# Hippocampus's Garden

Under the sea, in the hippocampus's garden...

Search by

# Stats with Python: Sample Correlation Coefficient is Biased

February 24, 2021  |  8 min read  |  137 views

Have you ever wondered how much bias the sample correlation coefficient $r$ has with respect to the population correlation coefficient $\rho$? In fact, even if the sample size is about 20, there will be a bias of up to 5%, depending on the value of $\rho$. This post visualizes how large the bias is and shows how to fix it.
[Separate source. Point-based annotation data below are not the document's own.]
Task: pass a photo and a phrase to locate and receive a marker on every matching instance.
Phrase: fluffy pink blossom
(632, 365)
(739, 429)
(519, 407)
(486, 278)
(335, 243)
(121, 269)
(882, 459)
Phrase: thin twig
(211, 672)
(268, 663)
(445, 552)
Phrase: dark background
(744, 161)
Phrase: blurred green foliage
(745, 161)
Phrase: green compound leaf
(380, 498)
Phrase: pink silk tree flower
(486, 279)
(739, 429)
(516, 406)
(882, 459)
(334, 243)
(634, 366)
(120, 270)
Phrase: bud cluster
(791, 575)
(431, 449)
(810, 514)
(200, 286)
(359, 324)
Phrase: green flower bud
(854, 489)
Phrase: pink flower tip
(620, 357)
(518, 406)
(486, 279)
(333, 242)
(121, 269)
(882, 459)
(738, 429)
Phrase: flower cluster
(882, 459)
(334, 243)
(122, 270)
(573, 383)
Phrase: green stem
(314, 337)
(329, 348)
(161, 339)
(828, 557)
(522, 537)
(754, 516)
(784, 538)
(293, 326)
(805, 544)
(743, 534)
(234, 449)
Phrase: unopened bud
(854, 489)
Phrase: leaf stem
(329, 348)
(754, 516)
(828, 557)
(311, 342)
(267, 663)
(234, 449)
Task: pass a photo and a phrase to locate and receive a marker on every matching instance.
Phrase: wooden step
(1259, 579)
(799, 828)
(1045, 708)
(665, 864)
## Definition: Pearson’s r

As already discussed in the previous post, Pearson product-moment correlation coefficient, or simply Pearson’s r of the paired sequences $\{(x_i,y_i)\}_{i=1}^n$ is given as:

$r = \frac{{\displaystyle \sum_{i = 1}^n (x_i - \overline{x}) (y_i - \overline{y})}}{\sqrt{{\displaystyle \sum_{i = 1}^n (x_i - \overline{x})^2}} \sqrt{{\displaystyle \sum_{i = 1}^n (y_i - \overline{y})^2}}} ,$

where $\bar{x}$ and $\bar{y}$ are the sample means. This is the sample correlation coefficient. For a population, the population correlation coefficient of the paired random variables $X$ and $Y$ is defined as:

$\rho = \frac{Cov[X,Y]}{\sqrt{V[X]}\sqrt{V[Y]}}.$

## Pearson’s r For a Sample is Biased!

So, is the sample correlation coefficient $r$ an unbiased estimator of the population correlation coefficient $\rho$? Unfortunately, the answer is no. $r$ is only asymptotically unbiased, so when the sample size is small, you need to care about its bias.
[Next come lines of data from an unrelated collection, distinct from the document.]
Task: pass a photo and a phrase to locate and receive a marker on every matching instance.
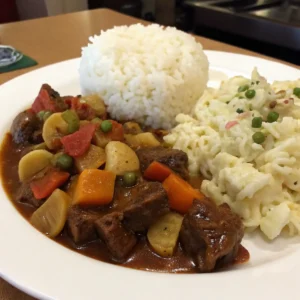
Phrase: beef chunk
(175, 159)
(118, 240)
(151, 202)
(211, 234)
(25, 195)
(23, 127)
(80, 225)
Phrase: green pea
(256, 122)
(96, 121)
(72, 119)
(64, 161)
(129, 179)
(258, 137)
(41, 114)
(296, 92)
(46, 115)
(250, 94)
(243, 88)
(106, 126)
(272, 116)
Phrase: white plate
(45, 269)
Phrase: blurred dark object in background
(270, 27)
(8, 11)
(128, 7)
(132, 8)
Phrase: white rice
(146, 73)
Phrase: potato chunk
(163, 234)
(51, 217)
(93, 159)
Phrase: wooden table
(53, 39)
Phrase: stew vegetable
(112, 190)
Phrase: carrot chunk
(157, 171)
(94, 187)
(43, 187)
(180, 193)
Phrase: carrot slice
(94, 187)
(43, 187)
(180, 193)
(157, 171)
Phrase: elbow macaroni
(260, 182)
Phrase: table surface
(53, 39)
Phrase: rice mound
(146, 73)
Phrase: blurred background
(270, 27)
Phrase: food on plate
(72, 171)
(244, 139)
(144, 73)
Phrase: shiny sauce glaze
(141, 258)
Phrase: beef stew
(66, 147)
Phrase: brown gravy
(142, 257)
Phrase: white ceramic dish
(47, 270)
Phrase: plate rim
(155, 277)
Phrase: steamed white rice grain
(146, 73)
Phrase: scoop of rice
(145, 73)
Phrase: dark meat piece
(25, 195)
(23, 126)
(58, 102)
(175, 159)
(151, 202)
(80, 225)
(118, 240)
(211, 234)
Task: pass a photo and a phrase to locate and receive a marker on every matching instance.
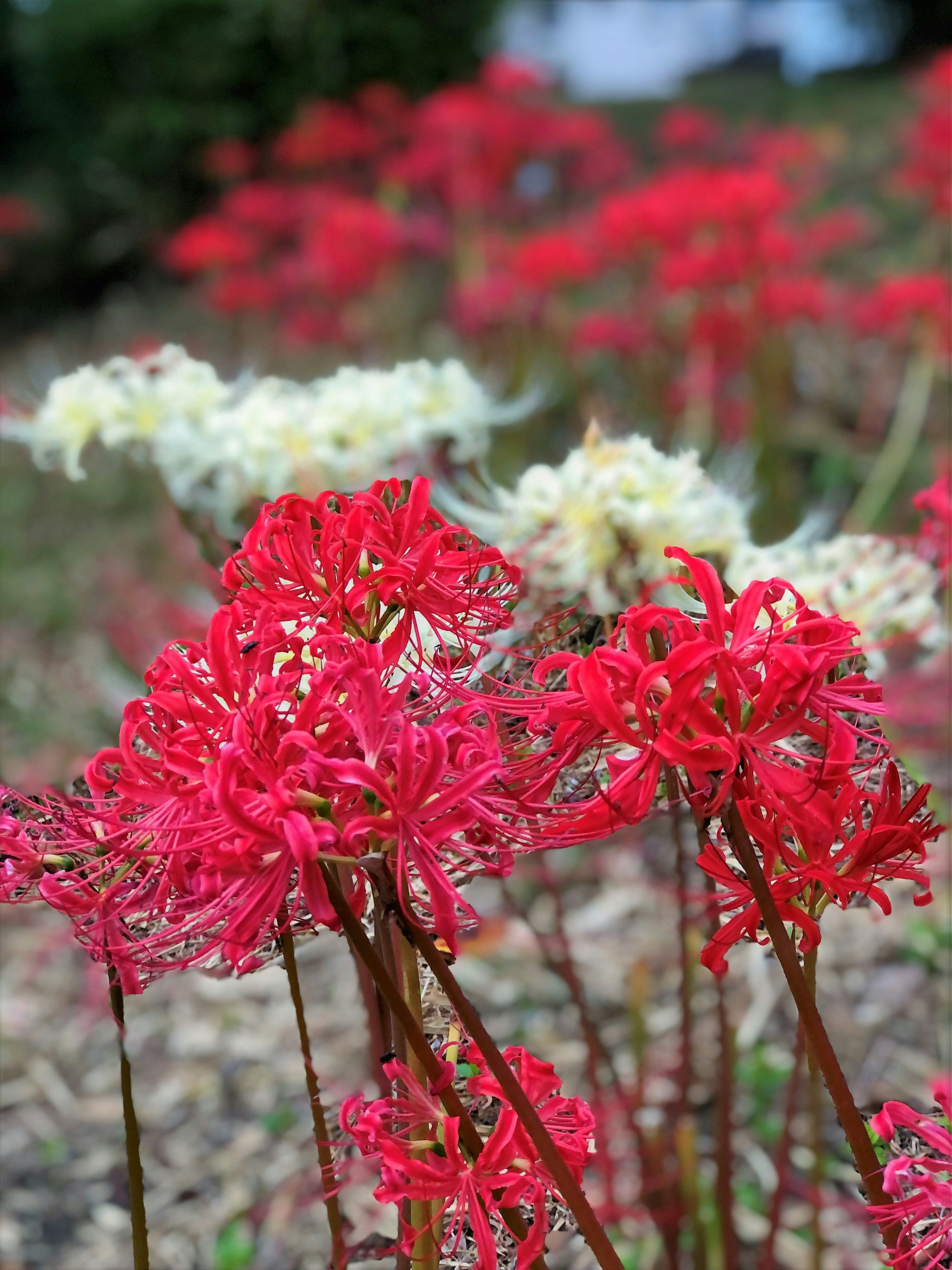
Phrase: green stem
(134, 1160)
(320, 1126)
(894, 458)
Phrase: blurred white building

In this post, I assume the data $X$ and $Y$ follow a bivariate normal distribution and experiment with unbiased estimators of the correlation coefficient. Then, the exact density function is given as:

$f(r) = \frac{(n-2)\Gamma(n-1)(1-\rho^2)^{\frac{n-1}{2}}(1-r^2)^{\frac{n-4}{2}}}{\sqrt{2\pi}\Gamma(n-\frac{1}{2})(1-\rho r)^{n-\frac{3}{2}}}~ \mathbf{_2F_1}\Bigl( \frac{1}{2},\frac{1}{2};\frac{2n-1}{2};\frac{\rho r+1}{2} \Bigr),$

where $\Gamma(\cdot)$ is the gamma function and $\mathbf{_2F_1}(\cdot,\cdot;\cdot;\cdot)$ is the Gaussian hypergeometric function.
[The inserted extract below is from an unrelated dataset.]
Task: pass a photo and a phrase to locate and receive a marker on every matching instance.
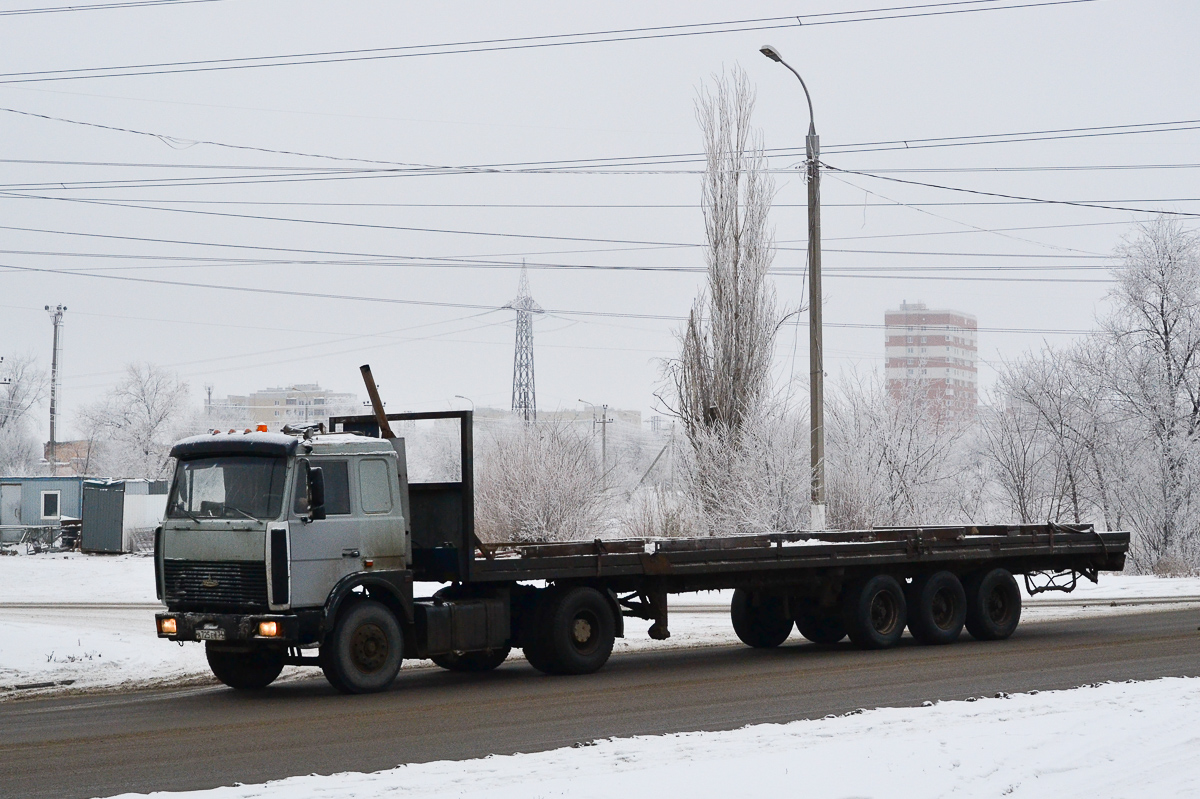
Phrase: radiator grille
(203, 584)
From the above scary-looking equation, Olkin et al. [1] derived the unique minimum variance unbiased estimator (MVUE):

$r_{mvu} = r~ \mathbf{_2F_1}\Bigl( \frac{1}{2},\frac{1}{2};\frac{n-1}{2};1-r^2 \Bigr).$

This formula is too complicated, so there is an approximated version:

$r_{adj} = r\Bigl( 1+\frac{1-r^2}{2(n-3)} \Bigr).$

How large is the bias of the sample correlation coefficient? How good is the approximation? To answer these questions, I conducted some experiments in the next section.

## Experiment

The code I used for the experiments below is available at Colaboratory.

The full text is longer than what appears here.